Detik ke sembilan dari menit ke sembilan belas lepas dari jam enam petang. Aku tersungkur bak onggokan sampah di atas pembaringan yang tak lagi kurasakan kenyamanan di sana. Pikirku menerawang. Menyusuri tiap gang sempit di mana kita pernah bergandengan menikmati hangatnya tiap gesekan kulit dan desiran darah yang tiba-tiba mengalir lebih cepat ketika pandangan saling beradu. Aku menatapmu. Kau pun menatapku. Tak ada suara. Seolah keheningan benar-benar menjadi ilustrasi yang tepat untuk adegan kita saat itu. Tapi aku tak tahan dengan kesenyapan ini. Perlahan kurengkuh kedua tanganmu. Kubiarkan kau merasakan debaran jantungku –aku tak tahu mengapa hari itu aku bergitu berani.
“Aku tak tahan harus selamanya begini!”
“Tidak selamanya”
“Tapi sampai kapan?”
“Biarkan waktu yang menjawab”
“Aku muak dengan jawaban itu. Waktu begitu lambat. Belum lagi, jawaban yang diberikannya seringkali membuat luka!”
“Jangan apriori!”
“Pasrah sepertimu? Tidak akan!”
“Tapi aku mencintaimu!”
“Kau memang egois. Di saat kau ingin bercinta. Kau baru ingat aku. Setelah puas, kau akan kembali memakai kedokmu. Berpura-pura menjadi suami yang baik dan bercengkrama bersama anak-anakmu yang lucu. Alangkah bahagianya?!”. Suaraku mulai tersendat. Aku ingin menangis tapi harga diri melarangku untuk meneteskan air mata di hadapannya. Tak ingin aku kelihatan mengemis cinta terhadapnya.
“Mengapa kau ingin merusak suasana indah ini dengan perdebatan tentang hal itu lagi?”

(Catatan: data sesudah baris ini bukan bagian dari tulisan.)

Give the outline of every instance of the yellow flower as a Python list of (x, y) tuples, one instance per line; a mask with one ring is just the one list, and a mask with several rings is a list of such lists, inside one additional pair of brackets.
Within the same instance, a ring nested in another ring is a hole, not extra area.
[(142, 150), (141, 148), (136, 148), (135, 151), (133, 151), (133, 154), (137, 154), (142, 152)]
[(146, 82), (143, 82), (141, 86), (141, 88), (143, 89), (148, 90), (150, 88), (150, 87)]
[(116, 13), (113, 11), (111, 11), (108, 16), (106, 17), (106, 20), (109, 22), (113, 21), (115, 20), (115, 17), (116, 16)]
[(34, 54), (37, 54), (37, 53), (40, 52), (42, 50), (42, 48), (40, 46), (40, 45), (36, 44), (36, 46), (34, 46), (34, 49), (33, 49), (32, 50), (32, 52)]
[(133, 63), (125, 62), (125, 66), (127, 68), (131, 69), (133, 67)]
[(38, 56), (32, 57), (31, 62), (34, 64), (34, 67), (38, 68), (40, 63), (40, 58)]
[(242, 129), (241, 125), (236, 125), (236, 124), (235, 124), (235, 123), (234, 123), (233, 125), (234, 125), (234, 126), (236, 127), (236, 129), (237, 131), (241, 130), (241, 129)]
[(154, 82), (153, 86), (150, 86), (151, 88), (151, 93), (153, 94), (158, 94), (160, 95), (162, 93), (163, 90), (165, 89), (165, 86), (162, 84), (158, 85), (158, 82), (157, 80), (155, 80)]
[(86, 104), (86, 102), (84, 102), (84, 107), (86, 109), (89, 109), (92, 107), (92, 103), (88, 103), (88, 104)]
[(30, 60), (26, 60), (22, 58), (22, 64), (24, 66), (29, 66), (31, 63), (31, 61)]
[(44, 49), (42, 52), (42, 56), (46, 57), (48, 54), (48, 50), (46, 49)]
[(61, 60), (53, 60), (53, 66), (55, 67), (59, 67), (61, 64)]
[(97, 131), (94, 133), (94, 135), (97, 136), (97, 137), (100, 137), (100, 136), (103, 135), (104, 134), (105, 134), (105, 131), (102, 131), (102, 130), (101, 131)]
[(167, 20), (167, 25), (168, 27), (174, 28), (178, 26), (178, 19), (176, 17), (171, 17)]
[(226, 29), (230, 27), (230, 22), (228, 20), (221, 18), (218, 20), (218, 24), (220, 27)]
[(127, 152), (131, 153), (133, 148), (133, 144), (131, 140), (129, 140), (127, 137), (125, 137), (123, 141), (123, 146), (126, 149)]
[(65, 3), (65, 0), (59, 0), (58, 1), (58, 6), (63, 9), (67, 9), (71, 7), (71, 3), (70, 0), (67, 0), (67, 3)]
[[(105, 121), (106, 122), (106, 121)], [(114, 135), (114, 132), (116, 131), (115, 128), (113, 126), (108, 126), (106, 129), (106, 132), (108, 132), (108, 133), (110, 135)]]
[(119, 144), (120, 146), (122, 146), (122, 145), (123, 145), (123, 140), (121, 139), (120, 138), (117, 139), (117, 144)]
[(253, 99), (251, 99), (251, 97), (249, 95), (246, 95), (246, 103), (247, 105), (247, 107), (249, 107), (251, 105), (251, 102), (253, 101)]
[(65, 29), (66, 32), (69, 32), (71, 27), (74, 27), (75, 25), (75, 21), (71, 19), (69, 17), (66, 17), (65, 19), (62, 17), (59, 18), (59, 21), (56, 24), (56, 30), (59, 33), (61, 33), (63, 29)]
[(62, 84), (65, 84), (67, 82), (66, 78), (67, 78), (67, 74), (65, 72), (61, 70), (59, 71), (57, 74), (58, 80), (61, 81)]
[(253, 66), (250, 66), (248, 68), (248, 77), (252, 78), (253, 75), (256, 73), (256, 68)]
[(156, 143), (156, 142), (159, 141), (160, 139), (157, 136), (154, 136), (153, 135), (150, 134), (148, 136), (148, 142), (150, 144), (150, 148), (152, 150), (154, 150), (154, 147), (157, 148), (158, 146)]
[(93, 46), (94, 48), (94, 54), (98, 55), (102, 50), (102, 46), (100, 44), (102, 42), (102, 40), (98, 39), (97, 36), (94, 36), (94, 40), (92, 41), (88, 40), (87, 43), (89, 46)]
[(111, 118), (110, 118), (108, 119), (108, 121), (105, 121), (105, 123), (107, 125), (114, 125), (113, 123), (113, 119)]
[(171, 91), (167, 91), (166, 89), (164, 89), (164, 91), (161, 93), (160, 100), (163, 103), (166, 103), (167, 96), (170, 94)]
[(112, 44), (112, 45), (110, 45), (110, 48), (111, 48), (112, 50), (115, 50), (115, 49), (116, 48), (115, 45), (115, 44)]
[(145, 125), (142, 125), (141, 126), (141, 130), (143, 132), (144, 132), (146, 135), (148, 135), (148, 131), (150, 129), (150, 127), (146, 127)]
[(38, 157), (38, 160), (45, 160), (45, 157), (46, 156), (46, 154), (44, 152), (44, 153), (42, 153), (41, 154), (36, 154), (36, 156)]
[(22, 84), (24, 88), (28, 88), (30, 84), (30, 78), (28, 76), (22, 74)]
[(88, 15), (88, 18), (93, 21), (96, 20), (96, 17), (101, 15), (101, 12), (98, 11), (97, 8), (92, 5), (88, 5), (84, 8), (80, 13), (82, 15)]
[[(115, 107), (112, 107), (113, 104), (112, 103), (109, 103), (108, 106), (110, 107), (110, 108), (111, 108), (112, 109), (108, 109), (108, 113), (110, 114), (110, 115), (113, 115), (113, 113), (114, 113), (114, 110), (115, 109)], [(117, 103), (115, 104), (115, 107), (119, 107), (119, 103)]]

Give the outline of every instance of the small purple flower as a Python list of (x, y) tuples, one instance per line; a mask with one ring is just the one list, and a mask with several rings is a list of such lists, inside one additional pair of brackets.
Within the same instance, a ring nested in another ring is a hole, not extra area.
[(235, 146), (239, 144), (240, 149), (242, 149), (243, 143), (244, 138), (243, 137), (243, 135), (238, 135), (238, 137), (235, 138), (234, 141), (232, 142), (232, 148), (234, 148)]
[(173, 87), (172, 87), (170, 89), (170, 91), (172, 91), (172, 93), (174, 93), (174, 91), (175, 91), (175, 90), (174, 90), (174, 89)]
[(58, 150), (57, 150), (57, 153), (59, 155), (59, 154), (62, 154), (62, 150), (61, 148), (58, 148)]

“Ah, sudahlah! Kau memang payah!”
Aku meninggalkannya. Ini bukan kali pertama hal semacam itu terjadi. Hampir bisa dipastikan, tiap akhir pekan, setelah makan siang, setelah check in di motel terdekat, kami akan berjalan-jalan mengitari taman ini. Setelah kecapekan, kami akan duduk di salah satu bangku atau berdiri saling mematung untuk kemudian memulai perdebatan yang akan mengakhiri kencan akhir pekan itu. Ya, aku sadar. Aku hanya orang ke tiga dalam rumah tangganya.
**
Sebulan sudah kami tidak bertemu. Dia yang selalu menghubungiku. Di kantor, rumah, ponsel, bahkan sampai menguntit ke mana aku pergi. Aku berusaha tidak menemuinya. Aku menghindarinya. Ah, tapi ternyata itu bakan hal yang gampang. Wajahnya selalu saja hadir di pelupuk mata saat aku sendiri. Aku mulai merindukannya. Aku haus belaian lembut tangannya di atas dinginnya kulitku. Aku ingin kembali merasakan hembusan nafasnya menerpa tengkukku untuk kemudian kami larut dalam atmosfir cinta yang semestinya tak boleh.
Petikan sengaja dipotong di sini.